Please don’t be waiting for me – 18th April 1989

21st Feb 2022 – How exciting. To be in a band.

A week or two after playing shows around the UK with our new pals from Holland, The Vernon Walters, we were off to Europe somehow, to play there with our local buddies, Corporate Grave. Our drivers, two Welsh hippie punk miscreants who kept us entertained with stories as they figured out which direction we should be headed. I don’t know how any of this happened. I was just the vocalist in the band. Before I knew it as a phrase, I would ‘get in the van.’
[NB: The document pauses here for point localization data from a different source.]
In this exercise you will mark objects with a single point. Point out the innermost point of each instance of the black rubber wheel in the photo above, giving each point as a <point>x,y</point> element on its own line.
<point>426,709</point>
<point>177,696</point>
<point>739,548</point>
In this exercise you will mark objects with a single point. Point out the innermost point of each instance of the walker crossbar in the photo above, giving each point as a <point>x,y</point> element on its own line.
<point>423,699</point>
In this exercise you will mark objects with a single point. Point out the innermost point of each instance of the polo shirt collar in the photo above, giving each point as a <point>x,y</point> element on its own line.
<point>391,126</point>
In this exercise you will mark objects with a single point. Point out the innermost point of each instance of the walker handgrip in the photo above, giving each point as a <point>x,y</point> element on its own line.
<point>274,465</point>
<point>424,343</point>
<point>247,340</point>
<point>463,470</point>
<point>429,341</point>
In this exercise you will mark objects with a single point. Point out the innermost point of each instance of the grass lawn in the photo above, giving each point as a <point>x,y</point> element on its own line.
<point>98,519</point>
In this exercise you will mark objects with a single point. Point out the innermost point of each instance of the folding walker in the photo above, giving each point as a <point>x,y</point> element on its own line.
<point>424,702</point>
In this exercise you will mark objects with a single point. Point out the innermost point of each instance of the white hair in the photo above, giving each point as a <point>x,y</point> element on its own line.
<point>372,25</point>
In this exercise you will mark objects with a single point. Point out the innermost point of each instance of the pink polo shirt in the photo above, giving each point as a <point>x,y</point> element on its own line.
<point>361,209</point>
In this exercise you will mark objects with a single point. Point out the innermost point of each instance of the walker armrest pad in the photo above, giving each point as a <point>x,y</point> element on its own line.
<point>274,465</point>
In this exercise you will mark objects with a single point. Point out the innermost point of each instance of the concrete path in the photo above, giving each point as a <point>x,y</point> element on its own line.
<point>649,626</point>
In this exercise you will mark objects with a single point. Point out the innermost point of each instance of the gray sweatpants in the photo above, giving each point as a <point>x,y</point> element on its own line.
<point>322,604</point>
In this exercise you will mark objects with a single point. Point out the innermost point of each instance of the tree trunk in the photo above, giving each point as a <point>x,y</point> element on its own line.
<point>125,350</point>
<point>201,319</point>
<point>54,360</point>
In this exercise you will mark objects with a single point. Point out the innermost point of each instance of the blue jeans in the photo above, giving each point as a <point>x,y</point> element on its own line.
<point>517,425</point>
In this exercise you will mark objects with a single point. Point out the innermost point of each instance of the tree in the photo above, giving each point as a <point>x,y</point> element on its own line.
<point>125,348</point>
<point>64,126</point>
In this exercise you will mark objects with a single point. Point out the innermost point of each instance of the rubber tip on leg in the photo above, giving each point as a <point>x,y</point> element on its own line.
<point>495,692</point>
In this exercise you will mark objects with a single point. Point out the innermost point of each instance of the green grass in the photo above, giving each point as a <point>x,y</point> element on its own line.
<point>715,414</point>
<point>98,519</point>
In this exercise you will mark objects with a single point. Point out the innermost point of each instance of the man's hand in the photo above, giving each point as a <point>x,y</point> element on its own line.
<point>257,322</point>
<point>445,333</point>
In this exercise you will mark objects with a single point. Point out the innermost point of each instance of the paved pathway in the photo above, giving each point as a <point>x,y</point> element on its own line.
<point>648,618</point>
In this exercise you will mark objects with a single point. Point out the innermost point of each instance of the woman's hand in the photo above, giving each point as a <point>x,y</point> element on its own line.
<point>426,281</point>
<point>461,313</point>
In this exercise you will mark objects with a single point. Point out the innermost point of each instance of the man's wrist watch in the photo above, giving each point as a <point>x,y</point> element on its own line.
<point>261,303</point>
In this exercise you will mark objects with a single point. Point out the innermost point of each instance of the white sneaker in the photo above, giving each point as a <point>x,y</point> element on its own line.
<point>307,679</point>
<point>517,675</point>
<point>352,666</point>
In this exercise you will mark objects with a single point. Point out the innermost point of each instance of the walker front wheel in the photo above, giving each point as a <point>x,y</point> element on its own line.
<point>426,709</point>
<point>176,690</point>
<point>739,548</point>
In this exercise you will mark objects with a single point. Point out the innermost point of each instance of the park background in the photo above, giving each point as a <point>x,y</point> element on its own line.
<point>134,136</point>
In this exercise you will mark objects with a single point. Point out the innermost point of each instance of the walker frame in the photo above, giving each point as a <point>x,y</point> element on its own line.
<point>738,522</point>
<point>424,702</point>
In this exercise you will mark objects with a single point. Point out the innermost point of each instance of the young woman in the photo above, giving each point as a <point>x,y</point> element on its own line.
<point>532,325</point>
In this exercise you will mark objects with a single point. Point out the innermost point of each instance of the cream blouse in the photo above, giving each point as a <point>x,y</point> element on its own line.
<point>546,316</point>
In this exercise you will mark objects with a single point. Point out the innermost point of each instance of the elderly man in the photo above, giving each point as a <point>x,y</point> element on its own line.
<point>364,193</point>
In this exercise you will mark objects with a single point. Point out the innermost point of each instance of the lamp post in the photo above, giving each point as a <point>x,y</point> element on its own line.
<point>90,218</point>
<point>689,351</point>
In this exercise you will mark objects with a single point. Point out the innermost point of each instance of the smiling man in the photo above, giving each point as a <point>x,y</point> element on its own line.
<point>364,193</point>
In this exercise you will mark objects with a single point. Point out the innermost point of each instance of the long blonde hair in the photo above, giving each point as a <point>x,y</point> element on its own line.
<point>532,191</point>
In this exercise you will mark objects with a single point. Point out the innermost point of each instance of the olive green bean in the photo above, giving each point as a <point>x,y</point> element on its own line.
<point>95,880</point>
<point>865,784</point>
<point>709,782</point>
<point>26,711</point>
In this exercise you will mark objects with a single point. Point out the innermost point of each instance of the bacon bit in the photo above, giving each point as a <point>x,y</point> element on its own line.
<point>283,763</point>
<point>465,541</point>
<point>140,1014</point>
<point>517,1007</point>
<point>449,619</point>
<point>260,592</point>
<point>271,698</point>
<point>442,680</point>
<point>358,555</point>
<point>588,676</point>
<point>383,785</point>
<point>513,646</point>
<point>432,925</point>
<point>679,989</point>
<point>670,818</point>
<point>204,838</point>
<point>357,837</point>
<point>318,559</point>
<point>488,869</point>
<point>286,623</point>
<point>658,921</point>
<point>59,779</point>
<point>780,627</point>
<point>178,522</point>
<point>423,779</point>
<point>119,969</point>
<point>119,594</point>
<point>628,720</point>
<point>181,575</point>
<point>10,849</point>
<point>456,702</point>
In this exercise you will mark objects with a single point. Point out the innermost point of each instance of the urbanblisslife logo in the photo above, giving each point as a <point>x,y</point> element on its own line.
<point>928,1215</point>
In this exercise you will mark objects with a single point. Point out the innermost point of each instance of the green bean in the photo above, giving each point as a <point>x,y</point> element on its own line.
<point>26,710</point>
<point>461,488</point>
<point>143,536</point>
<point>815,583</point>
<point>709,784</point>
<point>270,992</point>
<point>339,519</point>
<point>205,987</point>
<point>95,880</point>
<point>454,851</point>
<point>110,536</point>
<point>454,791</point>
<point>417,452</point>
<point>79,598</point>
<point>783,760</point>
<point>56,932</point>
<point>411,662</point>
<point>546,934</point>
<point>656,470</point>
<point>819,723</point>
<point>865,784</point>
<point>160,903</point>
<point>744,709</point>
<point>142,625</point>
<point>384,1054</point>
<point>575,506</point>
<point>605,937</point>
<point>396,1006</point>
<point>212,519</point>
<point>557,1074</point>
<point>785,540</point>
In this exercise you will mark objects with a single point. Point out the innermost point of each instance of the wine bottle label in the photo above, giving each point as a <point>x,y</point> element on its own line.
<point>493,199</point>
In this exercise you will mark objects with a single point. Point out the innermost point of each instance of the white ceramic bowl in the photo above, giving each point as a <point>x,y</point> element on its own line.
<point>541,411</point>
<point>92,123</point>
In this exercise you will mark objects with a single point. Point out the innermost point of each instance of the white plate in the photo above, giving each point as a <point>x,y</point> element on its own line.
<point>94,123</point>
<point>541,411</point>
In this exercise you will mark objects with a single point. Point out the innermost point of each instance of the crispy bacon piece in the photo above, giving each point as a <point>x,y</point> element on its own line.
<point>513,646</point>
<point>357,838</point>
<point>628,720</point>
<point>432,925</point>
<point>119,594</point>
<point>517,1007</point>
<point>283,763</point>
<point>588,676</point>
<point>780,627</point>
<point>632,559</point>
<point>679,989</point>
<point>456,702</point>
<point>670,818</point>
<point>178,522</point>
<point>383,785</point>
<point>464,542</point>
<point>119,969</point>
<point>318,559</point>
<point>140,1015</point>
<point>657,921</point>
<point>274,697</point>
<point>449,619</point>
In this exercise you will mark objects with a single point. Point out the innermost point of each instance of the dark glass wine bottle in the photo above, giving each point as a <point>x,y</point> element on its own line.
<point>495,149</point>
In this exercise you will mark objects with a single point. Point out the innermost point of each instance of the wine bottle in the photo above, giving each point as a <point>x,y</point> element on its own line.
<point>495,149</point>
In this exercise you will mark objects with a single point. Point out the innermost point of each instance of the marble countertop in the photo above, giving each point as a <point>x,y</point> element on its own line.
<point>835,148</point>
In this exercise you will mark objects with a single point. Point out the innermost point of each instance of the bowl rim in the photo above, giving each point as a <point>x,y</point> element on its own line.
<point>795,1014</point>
I don’t recall where we were picked up from, or any of the journey across the South of England to Dover where we would await the ferry to Calais. We would have picked up Rich and Corporate Grave along the way in Southampton.

We arrived in Dover in the late evening and beer seemed to be an important requirement so we bought a case of 24 cans of Stella. We had probably already spent all the spare money we had. Beer and cigarettes came before food.

We left in darkness, with a bunch of paperwork cleared, the details of which I’m vague on now, but it would have been related to earning money, carrying expensive equipment and those sorts of things. As we were accepted we assumed everything would be in order for the rest of the trip, particularly as Europe had just opened up without much in the way of cross border checking once on the mainland.